The National Institute for Computational Sciences

Darter: How do I use Cray ATP to determine where and why a code died abnormally?

Darter: How do I use Cray ATP on Darter to determine where and why a code died abnormally?

Sometimes a code will work fine in many cases and circumstances but there will be a bug which only rears its head when a certain perfect storm of case and job size occurs. This causes the code to die in a strange spot and it is not obvious exactly why or where. In cases like this, Cray's ATP (Abnormal Termination Processing) can likely help!

Simply do

module load atp 

and re-compile your code without optimization (use the "-g" flag for debugging) using any backend compiler (PrgEnv) with the Cray wrappers (ftn, cc, or CC). This simultaneously helps assure that the error was not brought on by compiler optimization mistakes and creates the instrumented executable.

Now, you are ready to use ATP to generate a backtrace to the line where the code died.

Add the following to your PBS script to make sure that the ATP module is loaded into your aprun environment and that the ATP environment variable is set to collect information:
module load atp
export ATP_ENABLED=1

If a backtrace file appears in your directory upon run termination, search through it to find the line that your code died on. If the code completes successfully, you need to lower the compiler optimization number in order that the compiler does not optimize your code to incorrect results.

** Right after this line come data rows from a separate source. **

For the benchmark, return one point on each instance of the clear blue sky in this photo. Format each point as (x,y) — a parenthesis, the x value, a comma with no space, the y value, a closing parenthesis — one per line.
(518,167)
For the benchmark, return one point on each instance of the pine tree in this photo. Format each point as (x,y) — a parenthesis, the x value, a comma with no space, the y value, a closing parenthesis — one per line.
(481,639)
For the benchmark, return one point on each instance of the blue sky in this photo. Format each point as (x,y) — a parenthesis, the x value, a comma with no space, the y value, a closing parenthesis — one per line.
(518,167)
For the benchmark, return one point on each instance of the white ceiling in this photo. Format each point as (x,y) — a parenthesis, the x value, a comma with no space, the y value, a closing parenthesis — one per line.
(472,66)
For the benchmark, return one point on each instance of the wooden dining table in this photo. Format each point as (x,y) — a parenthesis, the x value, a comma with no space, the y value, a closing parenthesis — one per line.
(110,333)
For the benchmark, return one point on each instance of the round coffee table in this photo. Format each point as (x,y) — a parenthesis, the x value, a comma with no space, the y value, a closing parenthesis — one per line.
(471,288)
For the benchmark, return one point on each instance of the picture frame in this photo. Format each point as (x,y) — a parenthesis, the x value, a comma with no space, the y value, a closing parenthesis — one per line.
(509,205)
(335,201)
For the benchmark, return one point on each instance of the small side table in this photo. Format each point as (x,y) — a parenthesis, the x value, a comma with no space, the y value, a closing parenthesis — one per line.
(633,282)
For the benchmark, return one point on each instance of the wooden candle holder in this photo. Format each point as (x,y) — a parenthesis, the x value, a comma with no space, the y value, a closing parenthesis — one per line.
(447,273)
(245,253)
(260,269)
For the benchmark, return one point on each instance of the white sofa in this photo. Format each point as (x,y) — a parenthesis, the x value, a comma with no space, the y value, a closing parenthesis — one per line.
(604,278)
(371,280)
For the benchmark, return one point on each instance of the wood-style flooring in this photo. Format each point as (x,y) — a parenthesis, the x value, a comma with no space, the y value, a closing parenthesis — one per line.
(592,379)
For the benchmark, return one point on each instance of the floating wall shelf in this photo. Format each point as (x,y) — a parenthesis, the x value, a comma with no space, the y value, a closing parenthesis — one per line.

Also, you may go back and add "-traceback", an Intel compiler flag, to the compilation, which may assist in producing a traceback file as well. This only works when "ProgEnv-intel" is loaded, but you can pass it to the Cray wrappers "cc", "CC", or "ftn" and it will pass it to the backend Intel compiler.

If you are still unable to find the problem, stepping through with a debugger like DDT or Totalview may be helpful.